Nonlinear wave equations (1)–(3) are widely used to describe many of complicated natural phenomena in scientific fields [9, 37]. Numerous numerical methods and analyses for the nonlinear wave equations have been investigated extensively, e.g., see [1, 11, 31] for finite difference methods, [5,6,7, 10, 16, 26, 35, 36] for Galerkin FEMs. In particular, optimal error estimate was studied in [7] for the nonlinear wave equation with an energy-conserving and linearly implicit scalar auxiliary variable (SAV) Galerkin scheme with the help of the temporal-spatial error splitting technique. Optimal error estimates were derived using the standard Galerkin method for a linear second-order hyperbolic equation in [5]. An \(H^1\)-Galerkin mixed FEM was discussed and the corresponding error estimates were obtained for a class of second-order hyperbolic problems in [26].
As we all know, for nonlinear problems, some certain assumptions about the nonlinear term are indeed to obtain the corresponding error estimation. The most common assumption is that the nonlinear term is required to satisfy the Lipschitz continuity condition for differential problems [8, 13, 14, 18, 38]. However, as pointed out in [15, 27], the Lipschitz continuity assumption is not satisfied in most actual applications.

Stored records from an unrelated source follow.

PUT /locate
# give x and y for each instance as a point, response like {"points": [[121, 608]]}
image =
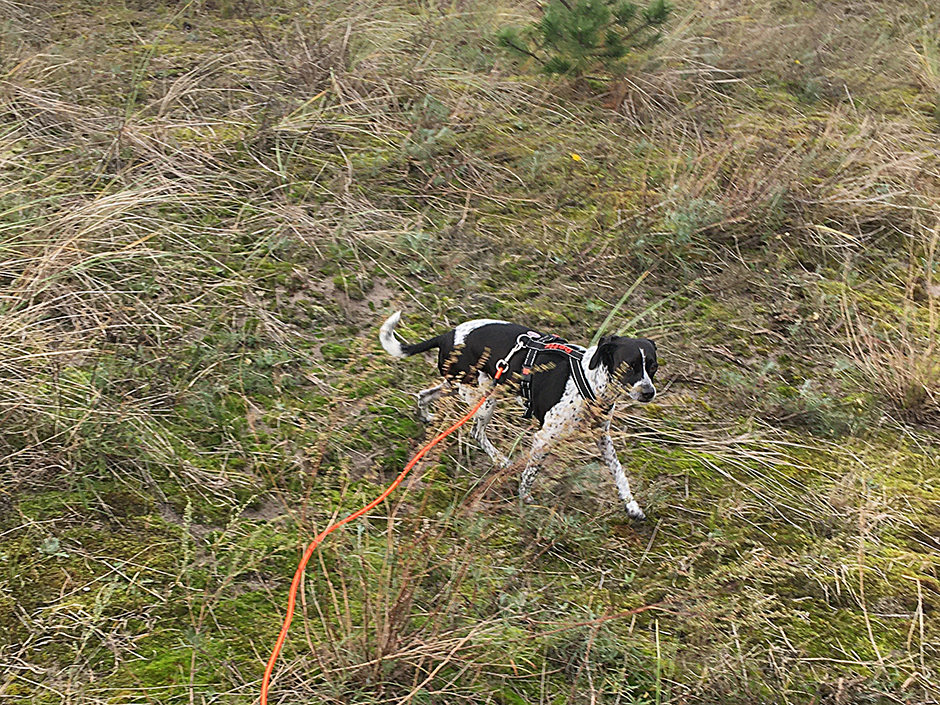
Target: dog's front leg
{"points": [[606, 446]]}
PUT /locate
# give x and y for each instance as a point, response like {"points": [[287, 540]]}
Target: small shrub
{"points": [[580, 37]]}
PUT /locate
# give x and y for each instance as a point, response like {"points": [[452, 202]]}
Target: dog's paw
{"points": [[634, 511]]}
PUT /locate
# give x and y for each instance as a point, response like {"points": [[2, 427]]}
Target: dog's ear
{"points": [[604, 352]]}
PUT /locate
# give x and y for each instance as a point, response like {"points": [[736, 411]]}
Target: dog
{"points": [[471, 353]]}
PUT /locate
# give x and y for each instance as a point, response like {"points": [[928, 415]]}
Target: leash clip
{"points": [[503, 365]]}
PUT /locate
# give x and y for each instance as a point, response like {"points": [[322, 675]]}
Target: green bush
{"points": [[586, 36]]}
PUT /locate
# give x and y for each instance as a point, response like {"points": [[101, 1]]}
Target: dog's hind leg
{"points": [[540, 446], [606, 446], [482, 419], [426, 397]]}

For instance, the nonlinear terms appeared in phase field problems, nonlinear Schrödinger equations, and the viscous Burgers’ equations. Moreover, certain time-step restrictions dependent on the spatial mesh size for high-dimensional nonlinear problems were required using a nonlinear/linearized scheme [3, 32]. In practical applications, if similar time-step restrictions are required, one may apply an unnecessarily small time-step and be extremely time-consuming in computations. A new approach called the time-splitting technique was proposed in [20, 21] to obtain error estimates for a nonlinear thermistor system and a nonlinear system from incompressible miscible flow in porous media without the time-step restrictions (i.e., unconditional convergence). Subsequently, the time-splitting technique was successfully applied to study the unconditional error estimates for different high-dimensional nonlinear problems, such as nonlinear thermistor equations [19], the Landau-Lifshitz equation [4, 12], nonlinear Schrödinger equations [23, 28, 30, 34], nonlinear parabolic problems [22, 24, 39], etc. The key of the analysis is to introduce an additional time-discrete system ((elliptic) time-discrete equations), which leads to the error estimation process being relatively complicated. Moreover, the \(L^{\infty }\)-norm boundedness of the numerical solution is usually required in the time-splitting approach.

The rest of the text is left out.